Però la cosa interessante è che il grande cinema italiano non è solo definito da questo primo arco che nasce con Roma città aperta e si conclude con la “biopolitica” degli anni Settanta, come ce la racconta Pasolini a proposito del neocapitalismo. Oltre a questo arco ben definito, che chiamo della modernità controversa, il cinema italiano è in grado di dare avvio a un secondo arco a partire dagli anni Sessanta, dagli effetti dirompenti, quello della cosiddetta “postmodernità”. Sergio Leone, lavorando sui generi popolari come il western all’italiana, era in grado di pensare un tipo di cinema che chiudeva con la questione della vita, assorbendola nelle forme dell’immaginario. Leone aveva capito in quel momento, fin da Per un pugno di dollari (1964), che l’arco del legame stretto tra forme di rappresentazione e forme di vita si era concluso con il boom e il neocapitalismo, e che ora il cinema si trovava a lavorare con brandelli di immaginario, per di più importato dall’America; un immaginario non più alimentato dal simbolico. Ed ecco dunque che con Leone prende corpo un secondo arco, che fa sì che uno dei più importanti registi contemporanei come Tarantino dichiari che il suo cinema nasce tutto da lì e dai generi di profondità italiani.
G.T. – Nonostante un percorso accidentato e tortuoso le discipline umanistiche si stanno profondamente rinnovando, testimoniando la loro importanza per inquadrare il mondo all’interno di uno schema di senso. Come si inseriscono queste voci all’interno di tale rinnovato paradigma? Il Lessico ha anche l’ambizione di configurarsi come strumento di metodo?

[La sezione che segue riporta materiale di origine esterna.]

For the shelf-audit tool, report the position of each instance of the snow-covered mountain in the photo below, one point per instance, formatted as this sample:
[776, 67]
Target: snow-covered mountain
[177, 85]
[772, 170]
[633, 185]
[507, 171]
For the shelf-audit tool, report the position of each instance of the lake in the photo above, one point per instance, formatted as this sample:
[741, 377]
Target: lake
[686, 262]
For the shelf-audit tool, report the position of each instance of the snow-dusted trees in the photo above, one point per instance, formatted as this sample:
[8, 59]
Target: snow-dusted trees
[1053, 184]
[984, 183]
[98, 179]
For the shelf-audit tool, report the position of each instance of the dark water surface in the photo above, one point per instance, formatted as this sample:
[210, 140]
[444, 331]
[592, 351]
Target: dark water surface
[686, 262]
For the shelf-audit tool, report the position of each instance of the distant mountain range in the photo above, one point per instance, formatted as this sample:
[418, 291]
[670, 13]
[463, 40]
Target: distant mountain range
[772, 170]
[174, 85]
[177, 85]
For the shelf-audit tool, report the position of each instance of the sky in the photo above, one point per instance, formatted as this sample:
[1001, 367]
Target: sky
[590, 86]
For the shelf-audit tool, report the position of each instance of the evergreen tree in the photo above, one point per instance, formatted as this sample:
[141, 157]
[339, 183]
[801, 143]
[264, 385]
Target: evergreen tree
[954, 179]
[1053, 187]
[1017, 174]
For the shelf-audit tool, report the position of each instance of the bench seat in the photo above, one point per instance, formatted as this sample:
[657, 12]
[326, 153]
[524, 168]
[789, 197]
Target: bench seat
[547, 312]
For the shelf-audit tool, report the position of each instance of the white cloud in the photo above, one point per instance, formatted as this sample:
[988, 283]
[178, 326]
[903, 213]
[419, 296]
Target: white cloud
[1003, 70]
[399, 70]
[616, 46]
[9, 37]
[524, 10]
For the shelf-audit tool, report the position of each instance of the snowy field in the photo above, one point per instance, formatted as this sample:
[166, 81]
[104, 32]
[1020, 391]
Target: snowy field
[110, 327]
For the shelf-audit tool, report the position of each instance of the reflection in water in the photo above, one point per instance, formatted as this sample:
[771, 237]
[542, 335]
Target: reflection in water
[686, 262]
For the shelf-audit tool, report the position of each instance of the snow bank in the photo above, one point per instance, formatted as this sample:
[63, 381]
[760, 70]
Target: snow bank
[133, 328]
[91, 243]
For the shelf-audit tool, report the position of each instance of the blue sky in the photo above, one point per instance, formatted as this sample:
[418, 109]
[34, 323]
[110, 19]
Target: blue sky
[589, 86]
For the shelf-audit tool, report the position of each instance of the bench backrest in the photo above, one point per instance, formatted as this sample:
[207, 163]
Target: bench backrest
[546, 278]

R.D.G. – Sergej M. Ejzenštejn ha riletto i metodi di composizione al cinema cercando di individuare come la fonte di questa composizione potesse essere rintracciata altrove, in altre arti come pittura e letteratura, o addirittura in pratiche antropologiche profonde, come i riti dionisiaci di smembramento e ricomposizione del corpo della divinità. Parte dall’analisi del montaggio per dirci che per comprendere questa pratica bisogna guardare altrove, “fuori” per capire meglio il “dentro”.
Credo che il Lessico del cinema italiano metta in gioco un metodo analogo: pensare il cinema in un movimento potente di estroflessione nel mondo, ma anche nella vita delle altre forme di rappresentazione, letteraria, filosofica, pittorica. Non solo per la questione, in fondo irrisoria e fuorviante, della interdisciplinarietà, ma per cercare di cogliere quella specificità non specifica, che mi sembra il cuore di tutto: vedere il modo specifico con cui il cinema coglie qualcosa di non specifico, e in questo caso la vita, il mondo, le forme della tradizione di un’intera nazione.